Objective smartphone data were collected using an application developed specifically for the project called Activity Logger (Geyer, 2018). This ran on Android devices and collected data to the resolution of 1 s. Activity logger was set up to listen to three events: the phone being turned on, the screen being activated, and the screen being turned off. Background operations then took this information, retrieved the current time stamp, and stored this in internal memory. This data file was then exported via the application and contained a list of records where a UNIX time stamp was paired with an event stating whether the screen was turning “ON” or “OFF.” Source code for the application is available to download (https://osf.io/a4p78/).

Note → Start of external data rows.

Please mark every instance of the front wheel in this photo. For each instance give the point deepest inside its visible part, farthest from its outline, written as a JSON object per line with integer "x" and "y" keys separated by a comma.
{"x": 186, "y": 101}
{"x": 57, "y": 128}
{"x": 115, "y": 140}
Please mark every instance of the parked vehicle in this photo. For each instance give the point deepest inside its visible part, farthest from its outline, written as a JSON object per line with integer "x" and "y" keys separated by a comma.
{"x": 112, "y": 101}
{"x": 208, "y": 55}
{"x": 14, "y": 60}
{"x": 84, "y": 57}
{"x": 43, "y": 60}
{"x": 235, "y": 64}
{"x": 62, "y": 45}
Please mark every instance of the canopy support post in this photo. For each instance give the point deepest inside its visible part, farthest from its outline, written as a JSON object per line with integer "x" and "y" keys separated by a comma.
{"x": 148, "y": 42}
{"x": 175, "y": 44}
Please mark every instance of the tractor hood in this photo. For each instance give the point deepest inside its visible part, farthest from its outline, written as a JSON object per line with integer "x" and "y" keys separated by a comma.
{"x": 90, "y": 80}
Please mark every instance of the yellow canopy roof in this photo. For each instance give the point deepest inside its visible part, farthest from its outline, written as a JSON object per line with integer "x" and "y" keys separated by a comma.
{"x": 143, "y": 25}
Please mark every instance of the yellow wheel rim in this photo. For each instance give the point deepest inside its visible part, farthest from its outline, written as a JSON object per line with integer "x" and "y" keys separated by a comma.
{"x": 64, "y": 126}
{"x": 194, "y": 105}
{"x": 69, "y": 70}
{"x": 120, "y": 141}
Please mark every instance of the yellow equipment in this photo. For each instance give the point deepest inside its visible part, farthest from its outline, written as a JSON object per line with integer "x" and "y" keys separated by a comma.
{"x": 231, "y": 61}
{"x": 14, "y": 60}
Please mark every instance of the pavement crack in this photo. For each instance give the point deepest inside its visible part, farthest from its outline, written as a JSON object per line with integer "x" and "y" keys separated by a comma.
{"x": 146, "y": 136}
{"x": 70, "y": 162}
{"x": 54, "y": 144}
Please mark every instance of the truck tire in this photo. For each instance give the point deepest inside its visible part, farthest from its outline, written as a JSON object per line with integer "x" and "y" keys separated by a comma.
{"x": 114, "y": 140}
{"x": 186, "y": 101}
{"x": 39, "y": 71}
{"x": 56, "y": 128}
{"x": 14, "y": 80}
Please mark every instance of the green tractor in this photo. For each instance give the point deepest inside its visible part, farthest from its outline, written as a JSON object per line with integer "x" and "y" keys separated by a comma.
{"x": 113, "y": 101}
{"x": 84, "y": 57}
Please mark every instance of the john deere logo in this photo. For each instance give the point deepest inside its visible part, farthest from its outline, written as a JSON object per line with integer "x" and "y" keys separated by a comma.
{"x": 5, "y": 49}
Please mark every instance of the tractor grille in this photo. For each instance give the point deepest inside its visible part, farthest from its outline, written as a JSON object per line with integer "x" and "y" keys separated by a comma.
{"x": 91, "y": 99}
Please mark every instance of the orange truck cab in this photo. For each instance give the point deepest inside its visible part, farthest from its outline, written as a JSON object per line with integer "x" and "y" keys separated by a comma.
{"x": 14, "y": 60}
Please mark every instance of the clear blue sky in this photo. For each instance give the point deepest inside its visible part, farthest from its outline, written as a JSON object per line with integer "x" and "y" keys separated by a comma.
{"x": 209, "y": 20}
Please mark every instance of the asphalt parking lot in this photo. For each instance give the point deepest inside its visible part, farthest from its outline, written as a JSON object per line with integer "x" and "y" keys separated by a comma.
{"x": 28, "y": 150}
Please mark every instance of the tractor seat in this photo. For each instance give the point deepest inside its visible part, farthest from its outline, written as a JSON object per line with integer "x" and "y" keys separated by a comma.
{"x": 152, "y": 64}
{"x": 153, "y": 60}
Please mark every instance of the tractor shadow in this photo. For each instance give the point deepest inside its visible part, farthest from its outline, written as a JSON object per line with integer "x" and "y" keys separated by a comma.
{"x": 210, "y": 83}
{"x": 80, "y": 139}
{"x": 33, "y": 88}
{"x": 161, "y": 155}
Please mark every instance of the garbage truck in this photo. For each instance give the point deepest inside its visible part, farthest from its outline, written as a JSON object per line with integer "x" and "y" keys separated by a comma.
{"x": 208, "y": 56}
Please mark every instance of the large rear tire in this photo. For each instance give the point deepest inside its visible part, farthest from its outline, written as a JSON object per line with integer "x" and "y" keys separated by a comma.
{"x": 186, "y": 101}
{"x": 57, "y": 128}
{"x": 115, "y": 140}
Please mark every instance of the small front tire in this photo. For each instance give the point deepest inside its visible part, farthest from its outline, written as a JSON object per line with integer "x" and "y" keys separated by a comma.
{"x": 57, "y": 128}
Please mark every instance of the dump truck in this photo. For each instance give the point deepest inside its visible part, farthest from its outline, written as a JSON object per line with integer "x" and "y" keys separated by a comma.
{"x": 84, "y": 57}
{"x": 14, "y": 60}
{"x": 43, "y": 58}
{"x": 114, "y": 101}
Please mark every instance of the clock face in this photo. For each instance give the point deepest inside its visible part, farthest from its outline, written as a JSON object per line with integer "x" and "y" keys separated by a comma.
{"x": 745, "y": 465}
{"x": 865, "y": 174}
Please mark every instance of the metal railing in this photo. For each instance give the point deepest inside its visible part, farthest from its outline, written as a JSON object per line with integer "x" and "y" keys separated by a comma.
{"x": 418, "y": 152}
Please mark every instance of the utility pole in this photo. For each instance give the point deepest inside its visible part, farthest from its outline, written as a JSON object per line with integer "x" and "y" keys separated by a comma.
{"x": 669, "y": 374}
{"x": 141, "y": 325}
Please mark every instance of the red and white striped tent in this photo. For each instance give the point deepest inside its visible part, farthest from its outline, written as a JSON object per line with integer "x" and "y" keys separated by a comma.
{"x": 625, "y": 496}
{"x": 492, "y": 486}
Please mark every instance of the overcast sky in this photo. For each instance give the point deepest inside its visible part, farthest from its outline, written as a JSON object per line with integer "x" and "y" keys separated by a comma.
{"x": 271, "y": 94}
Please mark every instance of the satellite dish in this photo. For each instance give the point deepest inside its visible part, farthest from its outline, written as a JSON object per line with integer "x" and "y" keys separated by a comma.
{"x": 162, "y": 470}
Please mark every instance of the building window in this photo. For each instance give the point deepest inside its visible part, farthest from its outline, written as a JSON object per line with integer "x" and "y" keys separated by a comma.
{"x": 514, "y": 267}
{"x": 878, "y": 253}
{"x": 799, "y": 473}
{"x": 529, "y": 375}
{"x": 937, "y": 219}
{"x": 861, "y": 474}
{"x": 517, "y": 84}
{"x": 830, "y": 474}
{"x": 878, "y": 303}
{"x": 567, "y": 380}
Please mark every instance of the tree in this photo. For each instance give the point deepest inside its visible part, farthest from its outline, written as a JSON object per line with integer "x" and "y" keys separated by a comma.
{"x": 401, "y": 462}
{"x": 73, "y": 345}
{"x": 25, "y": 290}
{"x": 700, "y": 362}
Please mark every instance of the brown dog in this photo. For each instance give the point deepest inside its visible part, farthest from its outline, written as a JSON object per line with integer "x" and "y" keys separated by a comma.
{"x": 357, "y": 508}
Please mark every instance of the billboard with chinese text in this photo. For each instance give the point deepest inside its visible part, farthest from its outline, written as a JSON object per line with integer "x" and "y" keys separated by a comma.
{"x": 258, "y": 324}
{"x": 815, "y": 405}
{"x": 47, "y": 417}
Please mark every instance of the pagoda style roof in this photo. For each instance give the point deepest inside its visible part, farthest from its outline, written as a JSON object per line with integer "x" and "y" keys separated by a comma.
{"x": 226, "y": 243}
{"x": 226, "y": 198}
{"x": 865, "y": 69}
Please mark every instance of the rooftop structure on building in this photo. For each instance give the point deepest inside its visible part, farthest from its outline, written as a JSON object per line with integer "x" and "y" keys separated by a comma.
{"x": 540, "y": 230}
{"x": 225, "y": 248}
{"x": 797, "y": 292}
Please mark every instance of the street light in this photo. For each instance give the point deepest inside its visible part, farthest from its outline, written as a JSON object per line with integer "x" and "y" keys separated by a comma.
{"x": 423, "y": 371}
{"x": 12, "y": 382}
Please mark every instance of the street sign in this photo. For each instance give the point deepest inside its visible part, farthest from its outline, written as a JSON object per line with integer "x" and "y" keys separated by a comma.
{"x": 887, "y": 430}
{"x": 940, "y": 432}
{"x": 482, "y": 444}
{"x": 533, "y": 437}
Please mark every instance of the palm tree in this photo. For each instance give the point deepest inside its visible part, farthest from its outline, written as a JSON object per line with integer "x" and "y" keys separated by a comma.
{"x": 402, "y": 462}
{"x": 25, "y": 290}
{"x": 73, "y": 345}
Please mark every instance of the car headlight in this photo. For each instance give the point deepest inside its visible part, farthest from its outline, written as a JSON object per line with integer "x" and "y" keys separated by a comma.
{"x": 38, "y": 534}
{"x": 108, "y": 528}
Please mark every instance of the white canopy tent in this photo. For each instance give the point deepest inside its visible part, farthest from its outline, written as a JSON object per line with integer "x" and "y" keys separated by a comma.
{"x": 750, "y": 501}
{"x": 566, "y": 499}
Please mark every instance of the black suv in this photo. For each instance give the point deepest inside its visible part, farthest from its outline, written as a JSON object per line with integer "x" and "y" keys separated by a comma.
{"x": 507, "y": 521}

To gather estimates of daily smartphone screen time, participants were asked one question: Think back to days 2–8 of the study. On average, how many hours a day did you spend on your smartphone? Participants responded in hours and minutes. To measure people’s estimates of how many times a day they “picked up” their device, participants were asked the following: Think back to days 2–8 of the study. On average, how many individual times did you use your smartphone a day? Think of these as individual pickups.
PSU was measured using the smartphone addiction scale (SAS), which contained 33 items (Kwon et al., 2013). Participants rated the extent to which they agreed to several statements, for example, Feeling pleasant or excited while using a smartphone. Participants responded on a 6-point Likert-scale ranging from “Strongly Agree” (1) and “Strongly Disagree” (6). Higher scores indicated greater addiction risk. This scale was chosen because it is widely cited and correlates highly with a variety of other PSU measures, which all appear to measure the same construct (Davidson et al., 2020; Ellis et al., 2019; Thomée, 2018).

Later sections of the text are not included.